Immersa nella macchia verde che introduce la bellissima spiaggia di Itaporoca, la casa si presenta come un’autentica sperimentazione sul dissolversi dell’architettura nel paesaggio naturale. Il programma funzionale è semplificato al massimo e la casa è spogliata di tutti i vani che non sono strettamente necessari (corridoi, atri, ingressi). Lo spazio chiuso si riduce così al minimo, fino a contemplare i soli ambienti basilari che vengono condensati in cinque volumi separati, cinque capsule di vita ognuna delle quali è dedicata essenzialmente a una sola funzione: una per la cucina, una per il pranzo, una per il living e la camera padronale e due per le altre stanze.

L’architettura abbandona qualsiasi riferimento alla machine à habiter di memoria modernista e si propone, invece, come una ‘macchina sensoriale’ dove la natura, la luce, le ombreggiature e la voce costante e infinita dell’oceano diventano i materiali fondamentali del progetto."

I volumi sono appoggiati su un allungato deck in legno di pianta rettangolare leggermente rialzato dal suolo e sono posti paralleli tra loro ma leggermente sfalsati. Al deck corrisponde perfettamente un soffitto in incannucciato appeso a 14 portali in legno lamellare. Il rigore e la logica della struttura di impronta modernista si confrontano con alcune importanti eccezioni, come le dodici aperture rettangolari che interrompono la continuità dell’incannucciato per permettere il passaggio di alberi posti all’interno dell’area del deck e l’entrata della luce diretta sia negli spazi pubblici che nei servizi privati delle camere. Questo contrasto tra razionalità e arbitrio riduce ancora di più lo scarto tra l’architettura e la natura.

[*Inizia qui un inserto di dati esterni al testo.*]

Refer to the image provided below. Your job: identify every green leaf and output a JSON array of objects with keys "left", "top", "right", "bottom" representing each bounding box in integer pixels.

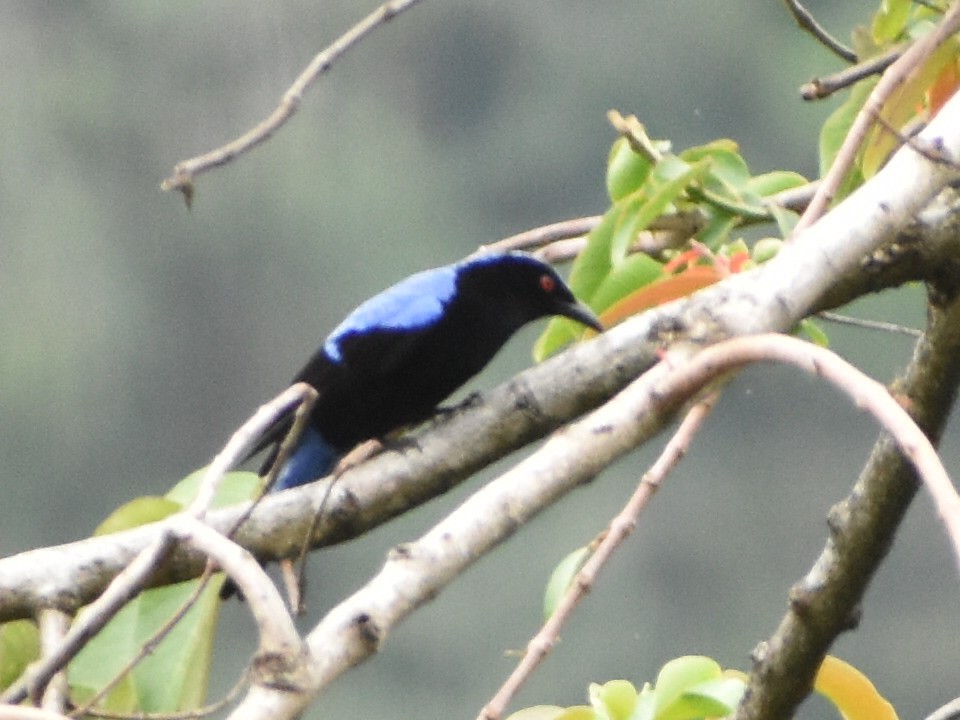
[
  {"left": 71, "top": 673, "right": 138, "bottom": 714},
  {"left": 607, "top": 137, "right": 654, "bottom": 202},
  {"left": 93, "top": 470, "right": 262, "bottom": 537},
  {"left": 851, "top": 26, "right": 880, "bottom": 62},
  {"left": 505, "top": 706, "right": 568, "bottom": 720},
  {"left": 95, "top": 497, "right": 182, "bottom": 536},
  {"left": 872, "top": 0, "right": 912, "bottom": 42},
  {"left": 862, "top": 36, "right": 960, "bottom": 179},
  {"left": 906, "top": 17, "right": 938, "bottom": 40},
  {"left": 534, "top": 315, "right": 591, "bottom": 362},
  {"left": 543, "top": 546, "right": 592, "bottom": 620},
  {"left": 653, "top": 656, "right": 723, "bottom": 718},
  {"left": 631, "top": 684, "right": 656, "bottom": 720},
  {"left": 693, "top": 209, "right": 738, "bottom": 251},
  {"left": 567, "top": 208, "right": 619, "bottom": 301},
  {"left": 588, "top": 253, "right": 664, "bottom": 314},
  {"left": 0, "top": 620, "right": 40, "bottom": 692},
  {"left": 166, "top": 468, "right": 263, "bottom": 509},
  {"left": 70, "top": 578, "right": 224, "bottom": 713},
  {"left": 71, "top": 470, "right": 250, "bottom": 714},
  {"left": 681, "top": 141, "right": 750, "bottom": 193},
  {"left": 553, "top": 708, "right": 598, "bottom": 720},
  {"left": 724, "top": 238, "right": 750, "bottom": 260},
  {"left": 681, "top": 141, "right": 774, "bottom": 220},
  {"left": 745, "top": 170, "right": 807, "bottom": 197},
  {"left": 657, "top": 691, "right": 738, "bottom": 720},
  {"left": 797, "top": 318, "right": 830, "bottom": 347},
  {"left": 678, "top": 138, "right": 741, "bottom": 169},
  {"left": 751, "top": 238, "right": 783, "bottom": 264},
  {"left": 609, "top": 156, "right": 712, "bottom": 262},
  {"left": 645, "top": 661, "right": 745, "bottom": 720},
  {"left": 533, "top": 211, "right": 616, "bottom": 361},
  {"left": 767, "top": 204, "right": 799, "bottom": 239},
  {"left": 682, "top": 677, "right": 745, "bottom": 713},
  {"left": 590, "top": 680, "right": 638, "bottom": 720}
]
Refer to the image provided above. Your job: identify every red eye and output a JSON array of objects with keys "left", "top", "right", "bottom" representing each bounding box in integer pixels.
[{"left": 539, "top": 274, "right": 556, "bottom": 294}]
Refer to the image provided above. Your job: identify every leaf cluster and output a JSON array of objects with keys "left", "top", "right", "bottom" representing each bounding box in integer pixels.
[{"left": 535, "top": 124, "right": 805, "bottom": 359}]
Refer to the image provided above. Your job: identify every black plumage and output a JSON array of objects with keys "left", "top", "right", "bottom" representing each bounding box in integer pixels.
[{"left": 258, "top": 251, "right": 601, "bottom": 491}]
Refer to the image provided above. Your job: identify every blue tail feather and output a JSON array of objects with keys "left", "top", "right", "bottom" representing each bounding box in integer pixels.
[{"left": 273, "top": 427, "right": 341, "bottom": 491}]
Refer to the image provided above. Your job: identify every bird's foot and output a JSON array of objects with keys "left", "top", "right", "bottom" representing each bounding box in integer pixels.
[{"left": 332, "top": 438, "right": 385, "bottom": 476}]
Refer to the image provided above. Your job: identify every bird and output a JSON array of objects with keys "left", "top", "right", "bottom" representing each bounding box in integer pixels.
[{"left": 253, "top": 251, "right": 602, "bottom": 492}]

La vita si svolge dentro i volumi e su questo deck che diventa il tessuto connettivo della casa, liberando i movimenti tra gli spazi. La presenza del soffitto in cannule rende questa situazione ambientale fortemente duttile, trasformando quello che altrimenti sarebbe stato un normale portico in una sorta di importante elemento emozionale che raccorda l’architettura con la natura. La luce filtra attraverso il soffitto generando suggestivi chiaroscuri che dialogano con l’ombra delle chiome dei numerosissimi alberi intorno alla casa, distribuiti su tutto il lotto fino alla spiaggia. Ovunque, stando negli spazi della proprietà, si vive immersi in un’atmosfera sospesa, con l’incannucciato e le foglie che frammentano i raggi del sole formando una poetica e costante doccia d’ombre durante tutta la giornata.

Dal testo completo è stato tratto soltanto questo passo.